Addiert man die ganzen Steuer- und Beitragssenkungen grob zusammen, kommt man auf 80 bis 100 Milliarden Euro, je nach Verteidigungsquote sogar noch mehr.
Was die Union fordert und was davon zu halten ist
Der Einkommensteuersatz soll „schrittweise spürbar“ abgeflacht werden, der Spitzensteuersatz erst ab 80.000 Euro statt heute grob 67.000 Euro zu versteuerndem Jahreseinkommen greifen.
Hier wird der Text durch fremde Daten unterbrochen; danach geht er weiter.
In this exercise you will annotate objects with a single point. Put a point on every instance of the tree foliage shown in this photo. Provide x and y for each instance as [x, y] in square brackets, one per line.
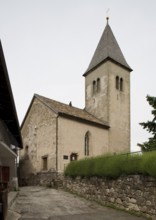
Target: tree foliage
[150, 126]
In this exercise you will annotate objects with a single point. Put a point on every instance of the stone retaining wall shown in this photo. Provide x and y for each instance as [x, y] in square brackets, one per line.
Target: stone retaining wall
[131, 193]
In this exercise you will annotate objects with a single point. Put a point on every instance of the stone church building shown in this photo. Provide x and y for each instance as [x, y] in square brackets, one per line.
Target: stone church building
[55, 133]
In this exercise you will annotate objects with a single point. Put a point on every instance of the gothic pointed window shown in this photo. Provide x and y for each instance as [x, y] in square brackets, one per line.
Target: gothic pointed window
[94, 87]
[121, 84]
[98, 85]
[86, 150]
[117, 82]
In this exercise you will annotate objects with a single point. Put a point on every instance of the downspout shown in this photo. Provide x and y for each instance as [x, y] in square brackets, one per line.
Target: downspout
[57, 143]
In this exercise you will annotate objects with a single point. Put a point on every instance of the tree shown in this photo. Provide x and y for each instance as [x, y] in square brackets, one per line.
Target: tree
[150, 126]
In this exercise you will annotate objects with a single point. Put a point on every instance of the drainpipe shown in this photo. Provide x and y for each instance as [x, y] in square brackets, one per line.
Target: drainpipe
[57, 144]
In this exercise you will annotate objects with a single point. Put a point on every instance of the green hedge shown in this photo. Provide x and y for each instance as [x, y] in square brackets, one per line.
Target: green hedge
[114, 166]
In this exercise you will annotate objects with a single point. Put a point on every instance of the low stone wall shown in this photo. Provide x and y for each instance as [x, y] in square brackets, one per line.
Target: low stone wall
[131, 193]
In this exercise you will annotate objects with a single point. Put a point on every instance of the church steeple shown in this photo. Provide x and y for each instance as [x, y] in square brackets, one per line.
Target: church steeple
[107, 49]
[107, 90]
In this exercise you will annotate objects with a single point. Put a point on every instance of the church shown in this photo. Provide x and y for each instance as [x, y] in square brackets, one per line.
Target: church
[56, 133]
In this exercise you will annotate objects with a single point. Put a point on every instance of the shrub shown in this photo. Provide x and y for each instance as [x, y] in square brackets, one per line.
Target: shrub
[113, 166]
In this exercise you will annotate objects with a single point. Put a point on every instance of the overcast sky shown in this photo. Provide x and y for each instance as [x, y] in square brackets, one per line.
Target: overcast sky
[48, 45]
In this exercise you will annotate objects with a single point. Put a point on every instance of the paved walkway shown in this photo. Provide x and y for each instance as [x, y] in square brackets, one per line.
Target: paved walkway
[39, 203]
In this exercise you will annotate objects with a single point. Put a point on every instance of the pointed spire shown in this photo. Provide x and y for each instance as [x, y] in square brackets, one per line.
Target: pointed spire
[107, 48]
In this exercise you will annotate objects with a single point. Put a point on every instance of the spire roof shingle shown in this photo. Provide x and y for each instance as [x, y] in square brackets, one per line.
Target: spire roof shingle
[107, 48]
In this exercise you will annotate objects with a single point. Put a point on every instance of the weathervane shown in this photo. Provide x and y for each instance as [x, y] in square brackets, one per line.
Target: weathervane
[107, 15]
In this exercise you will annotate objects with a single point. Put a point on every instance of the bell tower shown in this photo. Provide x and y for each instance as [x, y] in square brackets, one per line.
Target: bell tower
[107, 90]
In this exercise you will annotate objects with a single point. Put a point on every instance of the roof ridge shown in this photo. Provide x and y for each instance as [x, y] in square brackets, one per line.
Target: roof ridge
[58, 101]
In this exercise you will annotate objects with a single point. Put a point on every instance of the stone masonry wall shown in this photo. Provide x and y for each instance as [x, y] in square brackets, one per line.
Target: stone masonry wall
[131, 193]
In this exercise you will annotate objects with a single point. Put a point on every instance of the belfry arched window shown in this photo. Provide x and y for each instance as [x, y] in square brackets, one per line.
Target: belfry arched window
[86, 147]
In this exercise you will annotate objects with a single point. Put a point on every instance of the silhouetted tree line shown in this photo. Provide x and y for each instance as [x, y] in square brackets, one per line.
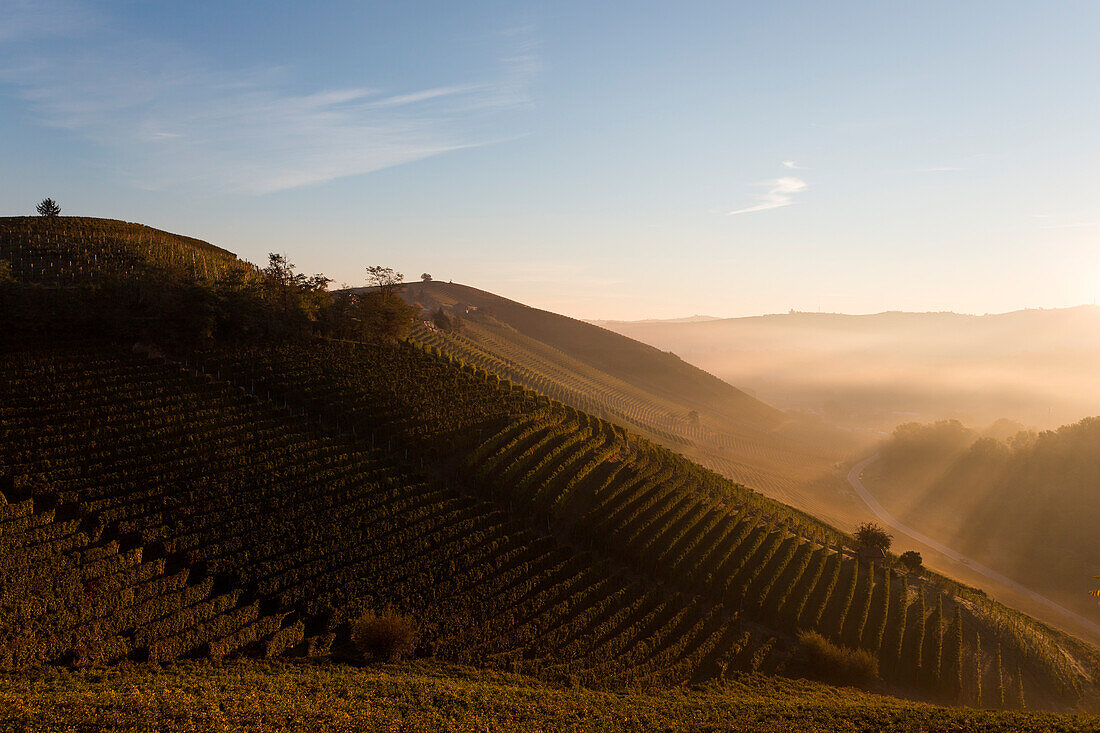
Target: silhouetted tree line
[243, 304]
Außerdem soll die kalte Progression in Zukunft automatisch abgebaut werden, indem die Tarifeckwerte automatisch jedes Jahr mit der Inflationsrate wachsen. Zur Kritik: Die Grenze für den Spitzensteuersatz ist von der SPD kopiert. Wie genau dann der neue Tarif aussieht, ist nicht konkretisiert. Damit lässt sich auch nicht errechnen, wie viel die Steuersenkung kostet, geschweige denn: wer wie viel an Steuern spart. Klar ist aber: Große Entlastungen bei der Einkommensteuer führen zu hohen Steuerausfällen. Mit 30 Milliarden Euro ist mindestens zu rechnen. Und klar ist auch: Hohe Einkommen profitieren überproportional, weil sie deutlich mehr Einkommensteuer zahlen. Die einkommensschwächere Hälfte hingegen geht fast leer aus. Vor einem Jahr hatte die Union gar mal erwogen, den Spitzensteuersatz moderat anzuheben. Davon ist nichts mehr zu lesen.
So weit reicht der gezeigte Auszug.